En mai 1957, Saint-John Perse s’installe à Giens dans une maison qui lui a été offerte par un groupe d’admirateurs et d’amis littéraires d’Amérique. Désormais, jusqu’en 1968, il partagera son temps entre l’hiver aux E.U. et l’été à Giens : le poète vieillissant et souffrant porte témoignage sur sa rencontre avec le « grand âge » dans Chronique «... Grand âge, nous voici... » le paysage méditerranéen sert de cadre à la méditation. En 1958, il épouse Dorothy Russel qu’il connaît depuis 1948; la même année, la candidature de Saint-John Perse pour le prix Nobel est évoquée, il l’obtient le 10 décembre 1960.

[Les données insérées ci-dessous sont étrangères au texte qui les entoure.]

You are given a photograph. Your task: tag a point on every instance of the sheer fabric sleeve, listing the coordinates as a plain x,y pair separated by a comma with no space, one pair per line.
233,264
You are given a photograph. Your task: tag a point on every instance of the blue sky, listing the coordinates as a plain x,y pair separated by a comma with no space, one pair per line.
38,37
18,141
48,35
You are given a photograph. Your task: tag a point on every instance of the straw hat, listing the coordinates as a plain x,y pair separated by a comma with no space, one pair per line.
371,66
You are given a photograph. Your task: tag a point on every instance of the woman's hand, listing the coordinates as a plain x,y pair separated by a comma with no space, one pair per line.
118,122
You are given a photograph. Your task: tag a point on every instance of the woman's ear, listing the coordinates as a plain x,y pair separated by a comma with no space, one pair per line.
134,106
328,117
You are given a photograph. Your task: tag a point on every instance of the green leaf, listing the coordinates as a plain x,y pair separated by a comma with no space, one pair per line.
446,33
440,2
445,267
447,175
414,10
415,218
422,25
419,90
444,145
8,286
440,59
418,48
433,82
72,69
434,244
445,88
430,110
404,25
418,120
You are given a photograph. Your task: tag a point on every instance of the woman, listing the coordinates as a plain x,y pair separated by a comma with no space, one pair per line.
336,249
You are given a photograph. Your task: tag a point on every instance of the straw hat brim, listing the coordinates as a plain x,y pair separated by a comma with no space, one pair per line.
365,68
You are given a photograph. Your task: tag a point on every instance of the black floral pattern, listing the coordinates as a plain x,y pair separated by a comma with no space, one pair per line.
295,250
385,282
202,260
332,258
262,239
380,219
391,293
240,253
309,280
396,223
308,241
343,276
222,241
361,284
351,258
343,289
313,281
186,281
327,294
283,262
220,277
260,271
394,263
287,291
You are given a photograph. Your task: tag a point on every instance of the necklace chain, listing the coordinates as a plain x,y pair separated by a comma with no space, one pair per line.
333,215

En 1963, est publié Oiseaux en relation avec le peintre George Braque. Comme celui-ci, Saint-John Perse mène une réflexion sur leur nature profonde, le rapport de l’art au réel : qu’il soit peinture ou poésie, l’art a une fonction cognitive disait le discours du Nobel. A travers une méditation sur le peintre et son art, c’est une méditation sur la création en général et sur la poésie : la vie de l’oiseau est l’allégorie de la vie de la poésie ... ils gardent parmi nous quelque chose du songe de la création...(1968) Chanté par celle qui fut là est dédiée à sa femme, l’évocation personnelle est dépassée pour s’ouvrir à l’humanité entière, l’instant devient éternité... ô mon amour du plus grand songe, mon cœur ouvert à l’éternel.

Le Chant pour un équinoxe en 1971 est l’image d’une réconciliation, le moment de l’alliance entre la Terre et l’homme, l’affirmation toujours renouvelée que la vie va vers son cours, elle peut remonter vers ses sources car elle n’a pas d’estuaire dans la mort.

Les dernières années du poète sont consacrées à la mise en forme de son œuvre en un volume de la Pléiade. Il obtient de déroger à la clause du post mortem et doit étoffer l’ouvrage où la poésie n’occupe que 438 pages. Il y aura donc les Témoignages, la Correspondance, les Notes et la Biographie. L’ouvrage est publié en 1972 et comporte 1420 pages. La Pléiade, unique en son genre, entièrement contrôlée par Alexis Leger/Saint-John Perse, est une œuvre de poésie et de prose, conçue à la gloire d’un poète digne du Prix Nobel. Mais elle est aussi un monument qui célèbre la Poésie.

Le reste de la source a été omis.